Michael Ryan, a WHO official, criticized China at a news conference Wednesday for pushing such unproven ideas. “It is slightly contradictory if colleagues in China are saying that the lab leak hypothesis is unfounded in the context of China, but we now need to go and do laboratory investigations in other countries for leaks there,” Ryan said.

Yet in a report released this month, several Chinese policy research institutes accused the United States of “manipulating global public opinion by practicing ‘origin tracing terrorism.’ ” China was being transparent, the report said, while it was American officials who were evading questions about Fort Detrick.

One of the report’s authors, Wang Wen, a professor at the Chongyang Institute for Financial Studies of Renmin University, said that unsubstantiated suggestions that the coronavirus was created in a laboratory were a form of terrorism because they caused “unnecessary horror to society.”

He defended the report’s allegations about the Fort Detrick lab, saying, essentially, that it was the United States that started it.

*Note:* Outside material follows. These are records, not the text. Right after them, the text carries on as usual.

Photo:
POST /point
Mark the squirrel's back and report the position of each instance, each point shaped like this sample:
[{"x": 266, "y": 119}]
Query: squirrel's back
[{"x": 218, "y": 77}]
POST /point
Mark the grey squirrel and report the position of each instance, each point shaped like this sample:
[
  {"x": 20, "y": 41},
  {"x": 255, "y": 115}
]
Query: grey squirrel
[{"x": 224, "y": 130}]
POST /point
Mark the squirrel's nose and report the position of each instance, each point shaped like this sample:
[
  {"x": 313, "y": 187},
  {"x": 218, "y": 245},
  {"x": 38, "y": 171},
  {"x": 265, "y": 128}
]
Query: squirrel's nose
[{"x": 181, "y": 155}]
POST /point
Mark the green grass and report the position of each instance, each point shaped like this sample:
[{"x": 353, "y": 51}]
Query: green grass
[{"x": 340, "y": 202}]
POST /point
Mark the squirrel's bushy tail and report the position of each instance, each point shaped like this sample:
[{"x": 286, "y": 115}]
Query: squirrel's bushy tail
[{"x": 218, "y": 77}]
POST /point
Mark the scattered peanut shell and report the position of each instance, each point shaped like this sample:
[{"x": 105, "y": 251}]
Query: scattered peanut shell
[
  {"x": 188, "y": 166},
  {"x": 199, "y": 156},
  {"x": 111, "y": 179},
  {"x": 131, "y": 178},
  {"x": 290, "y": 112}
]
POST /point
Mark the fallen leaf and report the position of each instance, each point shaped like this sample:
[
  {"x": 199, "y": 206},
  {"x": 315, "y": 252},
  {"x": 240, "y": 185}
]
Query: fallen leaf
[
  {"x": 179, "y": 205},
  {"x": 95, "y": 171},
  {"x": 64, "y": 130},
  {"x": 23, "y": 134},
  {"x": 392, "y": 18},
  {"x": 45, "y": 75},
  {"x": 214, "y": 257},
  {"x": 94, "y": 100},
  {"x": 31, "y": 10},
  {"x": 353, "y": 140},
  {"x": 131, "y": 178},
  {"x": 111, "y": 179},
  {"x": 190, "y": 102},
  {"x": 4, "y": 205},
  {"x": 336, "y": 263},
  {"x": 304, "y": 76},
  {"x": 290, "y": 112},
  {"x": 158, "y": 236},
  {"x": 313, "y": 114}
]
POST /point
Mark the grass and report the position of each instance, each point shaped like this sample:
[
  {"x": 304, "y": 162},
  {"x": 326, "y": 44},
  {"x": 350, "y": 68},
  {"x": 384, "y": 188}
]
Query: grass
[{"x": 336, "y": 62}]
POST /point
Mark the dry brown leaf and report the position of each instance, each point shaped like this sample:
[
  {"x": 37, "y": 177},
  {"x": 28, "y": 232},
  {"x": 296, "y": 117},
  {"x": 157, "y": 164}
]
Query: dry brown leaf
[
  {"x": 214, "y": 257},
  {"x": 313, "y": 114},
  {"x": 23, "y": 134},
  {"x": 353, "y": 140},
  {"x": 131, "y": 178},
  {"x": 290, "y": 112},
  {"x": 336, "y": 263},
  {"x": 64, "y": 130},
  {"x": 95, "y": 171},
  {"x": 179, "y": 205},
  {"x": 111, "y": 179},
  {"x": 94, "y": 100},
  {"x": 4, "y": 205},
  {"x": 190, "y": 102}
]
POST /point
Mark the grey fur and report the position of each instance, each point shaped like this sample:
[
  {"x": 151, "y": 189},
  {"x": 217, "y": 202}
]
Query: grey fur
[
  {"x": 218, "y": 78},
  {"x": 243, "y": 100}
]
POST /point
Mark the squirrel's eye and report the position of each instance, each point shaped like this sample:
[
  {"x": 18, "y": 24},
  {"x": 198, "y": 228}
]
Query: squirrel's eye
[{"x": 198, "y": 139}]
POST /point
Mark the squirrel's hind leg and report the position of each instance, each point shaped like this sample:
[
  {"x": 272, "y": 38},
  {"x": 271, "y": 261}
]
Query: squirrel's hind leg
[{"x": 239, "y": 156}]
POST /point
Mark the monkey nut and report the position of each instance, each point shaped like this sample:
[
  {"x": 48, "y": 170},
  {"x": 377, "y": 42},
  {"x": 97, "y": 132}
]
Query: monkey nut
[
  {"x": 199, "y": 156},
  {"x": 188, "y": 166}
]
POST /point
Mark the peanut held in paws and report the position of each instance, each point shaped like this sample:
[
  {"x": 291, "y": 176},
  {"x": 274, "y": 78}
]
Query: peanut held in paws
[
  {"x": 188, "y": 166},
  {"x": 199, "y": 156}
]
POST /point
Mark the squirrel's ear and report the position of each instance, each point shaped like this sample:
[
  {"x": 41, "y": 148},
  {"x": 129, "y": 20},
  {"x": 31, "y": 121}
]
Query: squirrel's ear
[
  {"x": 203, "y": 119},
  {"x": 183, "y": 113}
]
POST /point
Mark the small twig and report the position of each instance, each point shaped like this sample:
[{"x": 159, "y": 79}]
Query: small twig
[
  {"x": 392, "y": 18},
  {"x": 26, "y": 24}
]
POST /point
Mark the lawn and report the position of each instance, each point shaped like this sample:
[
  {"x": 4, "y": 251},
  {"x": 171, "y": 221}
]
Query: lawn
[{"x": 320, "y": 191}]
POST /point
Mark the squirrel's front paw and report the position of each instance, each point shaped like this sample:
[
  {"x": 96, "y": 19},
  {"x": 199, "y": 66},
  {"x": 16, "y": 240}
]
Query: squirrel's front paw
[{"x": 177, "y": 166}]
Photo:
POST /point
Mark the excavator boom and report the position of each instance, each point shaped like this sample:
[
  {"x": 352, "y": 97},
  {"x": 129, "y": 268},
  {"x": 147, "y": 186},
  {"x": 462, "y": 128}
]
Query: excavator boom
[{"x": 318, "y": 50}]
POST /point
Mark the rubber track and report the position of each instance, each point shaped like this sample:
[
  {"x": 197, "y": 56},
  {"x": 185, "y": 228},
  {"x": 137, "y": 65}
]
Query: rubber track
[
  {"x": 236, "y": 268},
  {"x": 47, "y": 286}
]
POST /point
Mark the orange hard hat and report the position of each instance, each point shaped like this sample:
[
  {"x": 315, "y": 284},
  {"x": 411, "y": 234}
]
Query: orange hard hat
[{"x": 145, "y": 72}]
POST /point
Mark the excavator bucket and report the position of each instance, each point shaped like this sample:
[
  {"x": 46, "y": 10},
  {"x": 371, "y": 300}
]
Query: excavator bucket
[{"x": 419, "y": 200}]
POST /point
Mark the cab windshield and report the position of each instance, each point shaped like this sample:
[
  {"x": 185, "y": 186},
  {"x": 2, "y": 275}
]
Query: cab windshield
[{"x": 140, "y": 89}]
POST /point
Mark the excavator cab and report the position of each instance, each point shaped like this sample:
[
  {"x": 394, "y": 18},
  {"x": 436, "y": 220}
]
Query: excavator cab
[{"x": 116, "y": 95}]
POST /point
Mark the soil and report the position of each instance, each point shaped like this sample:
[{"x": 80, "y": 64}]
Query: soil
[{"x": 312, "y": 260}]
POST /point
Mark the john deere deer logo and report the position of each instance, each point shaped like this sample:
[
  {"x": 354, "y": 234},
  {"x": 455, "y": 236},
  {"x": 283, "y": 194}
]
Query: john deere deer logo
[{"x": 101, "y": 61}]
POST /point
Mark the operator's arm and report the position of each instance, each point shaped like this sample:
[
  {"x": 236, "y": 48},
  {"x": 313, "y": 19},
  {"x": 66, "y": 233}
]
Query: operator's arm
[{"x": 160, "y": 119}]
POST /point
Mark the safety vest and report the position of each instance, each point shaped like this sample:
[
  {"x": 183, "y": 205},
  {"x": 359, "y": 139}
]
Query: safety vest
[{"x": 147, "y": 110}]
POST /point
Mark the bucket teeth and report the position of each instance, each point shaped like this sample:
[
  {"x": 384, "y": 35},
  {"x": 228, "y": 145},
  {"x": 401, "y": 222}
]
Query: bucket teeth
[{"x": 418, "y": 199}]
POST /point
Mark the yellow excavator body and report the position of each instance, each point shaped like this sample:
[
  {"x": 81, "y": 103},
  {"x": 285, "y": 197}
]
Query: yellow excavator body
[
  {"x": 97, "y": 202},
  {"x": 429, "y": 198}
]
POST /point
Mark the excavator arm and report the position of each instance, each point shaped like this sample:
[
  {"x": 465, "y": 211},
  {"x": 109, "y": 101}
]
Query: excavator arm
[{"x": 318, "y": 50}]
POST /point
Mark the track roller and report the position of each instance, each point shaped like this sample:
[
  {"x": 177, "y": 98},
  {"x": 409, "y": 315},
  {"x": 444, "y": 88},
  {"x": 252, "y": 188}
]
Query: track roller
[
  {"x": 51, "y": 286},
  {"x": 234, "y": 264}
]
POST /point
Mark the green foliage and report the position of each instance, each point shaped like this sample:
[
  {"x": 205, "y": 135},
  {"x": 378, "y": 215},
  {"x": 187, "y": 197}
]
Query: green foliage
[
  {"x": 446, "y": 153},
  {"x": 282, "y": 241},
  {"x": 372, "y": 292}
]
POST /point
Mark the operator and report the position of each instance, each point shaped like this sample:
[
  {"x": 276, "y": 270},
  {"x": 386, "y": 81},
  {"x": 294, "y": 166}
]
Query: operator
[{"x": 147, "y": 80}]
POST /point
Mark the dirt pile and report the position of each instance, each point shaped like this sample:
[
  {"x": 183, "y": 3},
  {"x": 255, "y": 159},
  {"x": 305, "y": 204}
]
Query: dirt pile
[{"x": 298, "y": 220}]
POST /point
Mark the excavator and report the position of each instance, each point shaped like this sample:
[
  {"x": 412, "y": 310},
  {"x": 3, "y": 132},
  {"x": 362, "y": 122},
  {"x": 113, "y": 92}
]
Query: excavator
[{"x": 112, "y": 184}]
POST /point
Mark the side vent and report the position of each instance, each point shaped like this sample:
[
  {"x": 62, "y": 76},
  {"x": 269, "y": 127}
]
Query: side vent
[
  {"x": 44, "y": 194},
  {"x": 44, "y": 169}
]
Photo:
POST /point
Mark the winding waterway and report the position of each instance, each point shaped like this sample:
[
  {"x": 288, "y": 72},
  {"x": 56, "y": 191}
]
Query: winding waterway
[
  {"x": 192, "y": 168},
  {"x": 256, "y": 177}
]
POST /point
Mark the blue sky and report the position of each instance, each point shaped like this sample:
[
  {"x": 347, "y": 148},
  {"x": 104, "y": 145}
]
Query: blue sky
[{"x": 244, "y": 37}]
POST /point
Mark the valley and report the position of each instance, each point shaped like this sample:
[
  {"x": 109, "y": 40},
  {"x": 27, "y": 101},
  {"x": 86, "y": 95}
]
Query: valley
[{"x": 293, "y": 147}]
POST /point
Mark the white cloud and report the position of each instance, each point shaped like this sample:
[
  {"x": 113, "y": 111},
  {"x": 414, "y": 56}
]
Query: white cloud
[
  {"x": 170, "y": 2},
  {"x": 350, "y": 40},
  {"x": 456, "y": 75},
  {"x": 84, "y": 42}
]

“It was American politicians who first said it and expanded on this,” Wang said. “China could have been cooperative originally, but after facing such smears, it must also raise reasonable questions to the United States.”

The report argued that the pandemic may have started in the United States, pointing to the closure of a lab at Fort Detrick over safety concerns in August 2019 and deaths at a nursing home in Virginia in July 2019 as suspicious.

Never mind that such claims have been widely dismissed by scientists. (“I don’t think there is any validity to those accusations,” said Huang of Seton Hall University.) They have been given prominent play in China. This month, the state broadcaster carried several segments on what it called Fort Detrick’s “dark history.” The People’s Daily has recently run a 16-part series on American failures in controlling the coronavirus, with repeated questions about the Fort Detrick conspiracy.

“Why has the United States not invited the WHO to visit Fort Detrick?” the newspaper wrote in an Aug. 6 commentary. “On the issue of traceability, if you can come to China, why can’t you go to the United States?”

The efforts to emphasize American malfeasance have sometimes backfired. After Chinese state media quoted a Swiss biologist who warned that the WHO effort to examine the origins of the pandemic would become a tool of the United States, the embassy of Switzerland in China said the expert appeared to be fictitious.

“If you exist, we would like to meet you!” the Swiss Embassy tweeted. “But it is more likely that this is a fake news, and we call on the Chinese press and netizens to take down the posts.”

Still, the coronavirus conspiracies have been widely recirculated on social media.

On Weibo, a popular social media platform in China, hashtags like “the United States must answer” and “debunk the astonishing inside story of Fort Detrick” have been viewed more than 100 million times.

Jenny Zhang, a 21-year-old student in the eastern city of Nanjing, said she signed the Global Times petition for a Fort Detrick investigation after reading multiple reports in Chinese media that suggested the outbreak began much earlier in the United States.

“It’s about the safety of all mankind,” Zhang said. “If it turns out that the virus did not originate in China, I think it would change other people’s views on China.”